Presently he could sense the day begin to dawn, and that inquisitiveness got the better of him. Faster he strode through the dense woodland - caring for any roots by his feet - until he saw the trees were becoming sparser. He walked now on ground bejeweled with leaves of red and yellow, a soft carpet that was a balm for his sore feet. A heavy silence had fallen, and he felt conscious for the first time of how loud his feet crackled on the autumn leaves.
He stopped.
"It is her! But it is just as likely it is merely the mirror of my desire for it to be so. Are not dreams only that?" He drew closer and there was, indeed, a woman. Alas, only the slightest resemblance to the woman of his dream she bore. She seemed to be cleaning something, but he could not be certain. He needed to go further in.

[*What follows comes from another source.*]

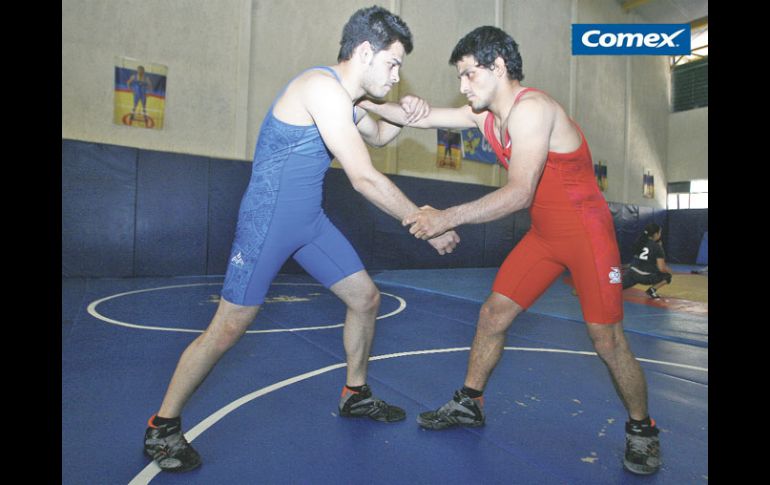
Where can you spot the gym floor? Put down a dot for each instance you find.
(267, 413)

As he approached, he heard a movement overhead, the softest whisper of wings fluttering. He looked up to see a large brown bird landing smoothly on a branch far above. He turned his gaze back at the woman and saw she stood in a wide, grassy grove. On her hand was a long blade of steel stained red, which she seemed to have been rubbing with a piece of blue pleated cloth. Her eyes stared coldly at his own, and his blood seemed to freeze as he saw Death glaring through them.